What I did not notice in the first place was that the new WD drive is the same series drive as the TiVo stock drive (given I bought the Seagate without knowing what was inside the TiVo stock).

The step down in size lost me over 100 hours, but I will take the sacrafice for the silent drive!

Again, thanks to all for another sucessful upgrade. Hopefully anotehr to come as I am in the market for another TiVo unit!


----------



## SJAndrew (Sep 30, 2005)

Cool - I'm putting two 320 WD's into mine (to replace two dead and refunded Hitachi drives).

Newegg rocks!


----------



## supasta (May 6, 2006)

Yes, thats where I got my drive. I was going to go with a dual drive setup....mabye in the future I will add asecond drive. For now I think a single 320 will suit my needs just fine - I am also very concerned about noise!

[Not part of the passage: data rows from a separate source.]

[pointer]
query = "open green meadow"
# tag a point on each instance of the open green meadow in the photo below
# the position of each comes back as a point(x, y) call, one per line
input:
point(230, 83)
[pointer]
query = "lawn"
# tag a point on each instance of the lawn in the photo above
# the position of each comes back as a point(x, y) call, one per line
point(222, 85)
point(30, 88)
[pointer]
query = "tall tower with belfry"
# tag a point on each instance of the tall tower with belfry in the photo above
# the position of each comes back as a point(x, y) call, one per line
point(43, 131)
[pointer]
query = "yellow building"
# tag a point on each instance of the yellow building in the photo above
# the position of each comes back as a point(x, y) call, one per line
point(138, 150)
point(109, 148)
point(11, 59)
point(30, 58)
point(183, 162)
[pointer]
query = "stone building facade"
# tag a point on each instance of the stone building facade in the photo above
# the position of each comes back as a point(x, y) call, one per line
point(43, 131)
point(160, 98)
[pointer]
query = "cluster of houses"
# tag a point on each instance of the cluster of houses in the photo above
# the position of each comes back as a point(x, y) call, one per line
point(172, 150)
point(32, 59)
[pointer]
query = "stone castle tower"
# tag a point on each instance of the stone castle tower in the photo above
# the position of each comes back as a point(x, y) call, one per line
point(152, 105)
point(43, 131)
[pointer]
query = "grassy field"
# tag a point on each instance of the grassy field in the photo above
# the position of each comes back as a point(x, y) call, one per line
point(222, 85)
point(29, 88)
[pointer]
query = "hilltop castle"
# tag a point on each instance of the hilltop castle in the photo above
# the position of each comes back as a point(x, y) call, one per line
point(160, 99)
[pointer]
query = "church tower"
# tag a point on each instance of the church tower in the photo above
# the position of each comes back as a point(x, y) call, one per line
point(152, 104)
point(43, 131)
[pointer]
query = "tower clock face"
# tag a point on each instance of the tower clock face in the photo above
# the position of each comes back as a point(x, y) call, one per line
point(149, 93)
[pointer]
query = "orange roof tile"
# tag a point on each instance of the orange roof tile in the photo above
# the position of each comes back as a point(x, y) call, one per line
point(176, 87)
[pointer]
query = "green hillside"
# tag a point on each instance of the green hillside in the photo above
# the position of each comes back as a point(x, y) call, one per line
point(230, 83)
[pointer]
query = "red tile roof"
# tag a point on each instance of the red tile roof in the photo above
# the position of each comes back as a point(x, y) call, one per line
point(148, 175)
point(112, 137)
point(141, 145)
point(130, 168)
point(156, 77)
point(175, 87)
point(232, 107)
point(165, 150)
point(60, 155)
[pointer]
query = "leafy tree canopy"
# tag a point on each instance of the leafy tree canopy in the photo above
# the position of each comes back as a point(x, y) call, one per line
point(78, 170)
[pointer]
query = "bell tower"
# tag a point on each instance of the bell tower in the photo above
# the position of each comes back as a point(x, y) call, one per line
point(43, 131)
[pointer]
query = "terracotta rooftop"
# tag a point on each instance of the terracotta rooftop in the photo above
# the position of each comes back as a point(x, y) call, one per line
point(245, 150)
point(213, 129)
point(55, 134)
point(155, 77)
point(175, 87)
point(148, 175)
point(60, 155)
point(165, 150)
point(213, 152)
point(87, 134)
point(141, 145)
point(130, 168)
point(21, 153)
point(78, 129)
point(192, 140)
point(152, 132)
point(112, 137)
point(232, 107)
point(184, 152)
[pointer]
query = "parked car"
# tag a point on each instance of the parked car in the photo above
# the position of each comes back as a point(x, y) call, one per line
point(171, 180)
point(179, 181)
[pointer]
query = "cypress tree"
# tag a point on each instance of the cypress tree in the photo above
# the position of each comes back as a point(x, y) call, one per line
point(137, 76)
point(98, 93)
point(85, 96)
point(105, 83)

BTW - Good to see a local on the boards!


----------



## supasta (May 6, 2006)

Ok, I don't get it. Now my perfectly silent WD drive sounds almost as loud seeking as the seagate I pulled out......less than 18 hours after install. I had the thing on all night - watched TV for some time before bed - SILENT. Get up this morning, sounds like a freight train in my living room...........................


----------



## Dkerr24 (Oct 29, 2004)

Sounds like a better solution for you would be to mount the Tivo in another part of the house, and control it with a RF remote.


----------



## jugbugs (Jan 11, 2006)

You can enable quite seek mode for almost all HDD makes and models. Most HDD manufactureres only enable quite seek mode for certain applications as it impacts performance. These applications (that I know of) are Maxtor QuickView (for DVRs) and most HDDs shipped to Japan have this enabled (they must be more sesitive to noise).

However, you can take almost any HDD and enable the quiet seek mode. I have only done this for a Maxtor drive but I am aware of the possibility for Seagate and WD drives as well. WD calls this "Soft Seek" while Maxtor calls it "Quiet Seek."

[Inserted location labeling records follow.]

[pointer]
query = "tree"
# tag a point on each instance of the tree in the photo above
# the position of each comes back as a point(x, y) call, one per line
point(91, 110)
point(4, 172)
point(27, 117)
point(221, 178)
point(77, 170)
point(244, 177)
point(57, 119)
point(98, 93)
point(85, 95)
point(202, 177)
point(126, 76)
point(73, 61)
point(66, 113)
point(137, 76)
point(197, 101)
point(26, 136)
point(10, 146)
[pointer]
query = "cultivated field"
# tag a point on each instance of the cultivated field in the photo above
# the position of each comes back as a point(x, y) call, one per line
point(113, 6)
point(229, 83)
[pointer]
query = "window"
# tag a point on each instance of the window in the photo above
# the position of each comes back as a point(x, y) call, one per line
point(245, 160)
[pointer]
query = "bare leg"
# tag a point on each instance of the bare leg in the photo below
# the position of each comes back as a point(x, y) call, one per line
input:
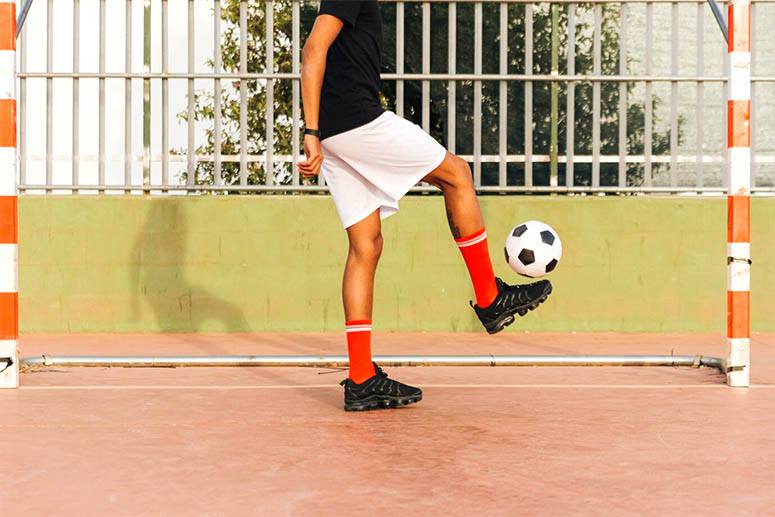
point(453, 177)
point(358, 284)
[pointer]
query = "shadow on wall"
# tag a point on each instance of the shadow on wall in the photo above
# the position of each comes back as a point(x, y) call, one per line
point(159, 277)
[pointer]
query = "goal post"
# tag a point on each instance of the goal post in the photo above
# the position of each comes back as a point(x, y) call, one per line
point(9, 300)
point(736, 366)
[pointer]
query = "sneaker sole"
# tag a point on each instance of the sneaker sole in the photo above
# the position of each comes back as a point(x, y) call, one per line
point(508, 318)
point(382, 402)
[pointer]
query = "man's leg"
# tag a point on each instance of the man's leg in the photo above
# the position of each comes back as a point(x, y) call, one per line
point(367, 386)
point(358, 293)
point(453, 177)
point(496, 302)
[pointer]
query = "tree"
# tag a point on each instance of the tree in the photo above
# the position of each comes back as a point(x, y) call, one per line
point(438, 106)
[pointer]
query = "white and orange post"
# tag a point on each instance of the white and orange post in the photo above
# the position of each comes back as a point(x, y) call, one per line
point(739, 200)
point(9, 298)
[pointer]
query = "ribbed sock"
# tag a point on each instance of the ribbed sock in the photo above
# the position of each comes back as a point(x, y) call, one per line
point(359, 350)
point(477, 258)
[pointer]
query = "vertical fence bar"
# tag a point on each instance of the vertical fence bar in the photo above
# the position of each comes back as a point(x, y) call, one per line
point(700, 95)
point(217, 69)
point(739, 181)
point(622, 182)
point(648, 124)
point(101, 123)
point(147, 30)
point(426, 65)
point(165, 96)
point(528, 95)
point(22, 117)
point(674, 46)
point(478, 95)
point(570, 104)
point(295, 44)
point(452, 69)
point(596, 70)
point(9, 297)
point(74, 163)
point(503, 106)
point(243, 93)
point(191, 122)
point(128, 98)
point(400, 58)
point(49, 94)
point(269, 18)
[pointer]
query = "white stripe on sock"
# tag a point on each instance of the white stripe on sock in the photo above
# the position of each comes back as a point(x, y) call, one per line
point(358, 328)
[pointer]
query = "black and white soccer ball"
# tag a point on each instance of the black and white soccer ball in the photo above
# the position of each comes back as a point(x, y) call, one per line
point(533, 249)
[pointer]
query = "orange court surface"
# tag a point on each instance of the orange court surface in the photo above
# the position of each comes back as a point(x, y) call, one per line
point(483, 441)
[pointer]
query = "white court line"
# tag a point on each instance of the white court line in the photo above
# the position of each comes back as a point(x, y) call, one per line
point(329, 386)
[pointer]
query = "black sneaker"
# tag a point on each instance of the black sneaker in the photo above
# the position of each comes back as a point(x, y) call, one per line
point(378, 392)
point(511, 300)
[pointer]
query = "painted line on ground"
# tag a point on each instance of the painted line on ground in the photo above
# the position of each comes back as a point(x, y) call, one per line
point(331, 386)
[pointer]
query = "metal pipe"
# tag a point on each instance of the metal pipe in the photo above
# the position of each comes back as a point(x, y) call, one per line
point(765, 191)
point(332, 361)
point(580, 78)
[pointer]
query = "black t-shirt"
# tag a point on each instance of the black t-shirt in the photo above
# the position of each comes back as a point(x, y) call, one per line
point(350, 94)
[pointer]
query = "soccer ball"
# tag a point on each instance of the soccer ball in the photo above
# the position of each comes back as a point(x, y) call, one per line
point(533, 249)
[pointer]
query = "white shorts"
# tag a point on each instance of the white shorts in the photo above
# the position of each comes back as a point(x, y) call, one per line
point(373, 166)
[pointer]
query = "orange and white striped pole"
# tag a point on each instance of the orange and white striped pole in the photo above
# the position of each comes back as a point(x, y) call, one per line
point(9, 298)
point(739, 200)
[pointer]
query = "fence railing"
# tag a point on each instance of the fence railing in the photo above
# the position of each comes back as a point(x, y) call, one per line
point(203, 96)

With Quiet Seek mode enabled you CANNOT hear the HDD seeking over your tivo fan/ HDD spindle motor (which ever is louder).


----------



## supasta (May 6, 2006)

Any information on how to do this?


----------



## SJAndrew (Sep 30, 2005)

You will need the hardware tools available from the HDD mfg.

The behavior you note is not that counterintuitive. As you add data to the HDD and the head needs to seek more and farther, noise will increase.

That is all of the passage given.